1. Summary
Nosql databases are a challenge for traditional SQL databases. Due to the data size expansion of enterprises and Internet applications, SQL cannot support distributed storage and high-speed reading and writing of such massive data, so nosql came into being. Nosql improves database performance through a simple and efficient data storage method such as key-value.
2. Theory
Cap, base, and eventual consistency are three cornerstones of the existence of nosql databases. The three theories are described in detail below.
2.1cap Theory
C: consistency (synchronization of read/write data changes for multiple users)
A: Availability availability (Quick data acquisition)
P: tolerance of network partition fault tolerance (Distributed reliability)

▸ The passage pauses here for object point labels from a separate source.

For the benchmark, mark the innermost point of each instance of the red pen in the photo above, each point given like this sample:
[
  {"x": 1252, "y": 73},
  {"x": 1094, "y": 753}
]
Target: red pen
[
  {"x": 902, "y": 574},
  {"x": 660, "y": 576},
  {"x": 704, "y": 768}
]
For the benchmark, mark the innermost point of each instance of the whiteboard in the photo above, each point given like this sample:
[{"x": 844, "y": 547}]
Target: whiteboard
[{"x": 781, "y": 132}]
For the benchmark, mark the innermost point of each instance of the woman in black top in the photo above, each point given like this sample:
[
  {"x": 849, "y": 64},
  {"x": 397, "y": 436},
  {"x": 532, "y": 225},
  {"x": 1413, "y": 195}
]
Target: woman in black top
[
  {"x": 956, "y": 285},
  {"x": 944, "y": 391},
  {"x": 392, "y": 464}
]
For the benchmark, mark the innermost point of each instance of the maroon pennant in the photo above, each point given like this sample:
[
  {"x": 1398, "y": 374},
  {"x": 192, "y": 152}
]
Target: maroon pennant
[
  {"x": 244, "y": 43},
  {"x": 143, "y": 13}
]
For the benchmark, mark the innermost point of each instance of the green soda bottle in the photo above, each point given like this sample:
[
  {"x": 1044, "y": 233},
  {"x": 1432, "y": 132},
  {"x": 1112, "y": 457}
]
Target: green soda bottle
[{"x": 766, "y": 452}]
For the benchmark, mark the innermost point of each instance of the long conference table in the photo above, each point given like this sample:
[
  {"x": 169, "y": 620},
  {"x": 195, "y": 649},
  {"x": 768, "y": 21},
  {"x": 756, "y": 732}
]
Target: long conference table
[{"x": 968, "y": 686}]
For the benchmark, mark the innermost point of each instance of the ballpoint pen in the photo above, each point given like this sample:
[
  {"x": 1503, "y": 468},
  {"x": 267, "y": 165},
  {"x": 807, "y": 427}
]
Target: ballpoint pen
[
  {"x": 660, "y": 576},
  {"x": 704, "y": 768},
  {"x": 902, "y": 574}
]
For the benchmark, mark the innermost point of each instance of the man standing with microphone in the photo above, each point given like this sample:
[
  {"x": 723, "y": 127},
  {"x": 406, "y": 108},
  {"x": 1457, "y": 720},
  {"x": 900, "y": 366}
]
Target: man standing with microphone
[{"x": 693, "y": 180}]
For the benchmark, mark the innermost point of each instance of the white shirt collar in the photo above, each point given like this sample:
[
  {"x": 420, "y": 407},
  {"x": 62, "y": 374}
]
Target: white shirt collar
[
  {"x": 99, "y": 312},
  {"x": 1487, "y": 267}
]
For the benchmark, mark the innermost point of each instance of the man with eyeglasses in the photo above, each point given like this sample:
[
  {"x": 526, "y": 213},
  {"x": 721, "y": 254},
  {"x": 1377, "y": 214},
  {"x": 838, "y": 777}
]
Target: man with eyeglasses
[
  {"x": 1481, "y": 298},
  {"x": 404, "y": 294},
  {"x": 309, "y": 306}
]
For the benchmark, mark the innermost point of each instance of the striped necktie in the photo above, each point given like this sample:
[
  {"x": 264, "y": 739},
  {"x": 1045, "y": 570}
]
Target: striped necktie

The CAP theory was proposed by Professor Eric Brewer. The core of the CAP theory is that a distributed system cannot meet the consistency, availability and partition Fault Tolerance requirements, and can only meet two requirements at most.
See: http://www.julianbrowne.com/article/viewer/brewers-cap-theorem
2.2base Theory
Basicallyavailble basic availability (failed to support partition)
Soft-State Soft State/flexible transaction (stateless connection, supporting asynchronous)
Eventual consistency final consistency (do not require high consistency, only require eventual consistency)
The core of the base theory is to sacrifice high consistency to obtain availability or reliability.
See: http://www.jdon.com/jivejdon/thread/37625
2.3 eventual consistency Theory
(1) Strong Consistency
Strong Consistency (instant consistency) if a first writes a value to the storage system, the storage system ensures that the latest values will be returned for subsequent read operations A, B, and C.
(2) Weak Consistency
If a writes a value to the storage system, the storage system cannot guarantee that the read operations of A, B, and C can read the latest value. In this case, there is a concept of "inconsistent window", which refers to the period from when a writes a value to when A, B, and C reads the latest value.
(3) final consistency
Eventual consistency is a special case of weak consistency. If a writes a value to the storage system, the storage system ensures that the same value is not updated before reading A, B, and C, in the end, all read operations will read the latest value of the write. In this case, if no failure occurs, the size of the "inconsistency window" depends on the following factors: interaction latency, system load, and the number of replica in the replication technology (this can be understood as the number of salve in the master/salve mode). The most famous system in terms of final consistency is the DNS system, after updating the IP address of a domain name, all customers will see the latest value based on the Configuration Policy and Cache control policy.
See: http://www.allthingsdistributed.com/2008/12/eventually_consistent.html
3. Technology
3.1 distributed storage
(1) Master/Slave
Advantage: mature and stable
Disadvantages: single point of failure in write operations and slave latency
(2) Multi-Master
Advantage: Multiple masters solve single point of failure (spof)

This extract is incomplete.